Writing bug-catching tests for GraphQL servers with almost zero effort

Having extensive code coverage on your codebase is awesome. In theory, you would put aside a little extra time for writing tests every time you develop a feature, and in return get confidence in your code not breaking now or with future changes.

In reality, however, giving your codebase the test coverage it deserves (and needs) is extremely time consuming and bugs are likely to still slip through. Ever-changing product and technical requirements make it even harder to maintain the quality of your test coverage. This leads to what I like to call TDF or Test Driven Frustration.

A couple of months ago, we started work on a brand new GraphQL API powered by Node.js and a MySQL database for a new Testlio product offering. Given this clean sheet to work with, I set myself a couple of requirements for how I wanted the service’s tests to work:

  1. Even though the service is dockerized, the tests should also run outside of Docker. I wanted to just run npm test. The simpler and quicker testing is, the more you’ll do it.
  2. Tests should be as automatic and fast to write as possible. I wanted to define things (API queries) that should work and something magical should handle the rest.
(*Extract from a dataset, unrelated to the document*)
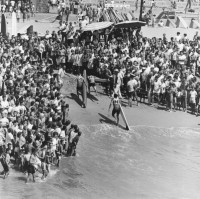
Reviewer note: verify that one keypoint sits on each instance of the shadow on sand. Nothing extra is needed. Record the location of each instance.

Having high test coverage and keeping it high is cool but it doesn’t matter. What matters is whether or not the tests are catching bugs.

Note that this article assumes a decent bit of knowledge about how GraphQL servers work. If you’re new to GraphQL, I recommend starting with the official introduction.

My solution

Here’s what we did to get rid of the TDF.

  • Tests cover everything end-to-end between the received GraphQL query to the fully resolved response object
  • No hardcoded “expected” values
  • In-memory SQLite database is used
  • Per-GraphQL-type test suites

Testing the full resolving lifecycle

The most common way of writing tests is doing unit tests, which means separately testing small, isolated units of code. I would argue that this is not the way to go for testing servers.

Essentially, APIs are functions of the input (for web servers, an HTTP request) that produce some output (the response). You don’t actually care about having test coverage for each of the individual implementation details. Most commonly, you just care that when making a certain request, the right output is given.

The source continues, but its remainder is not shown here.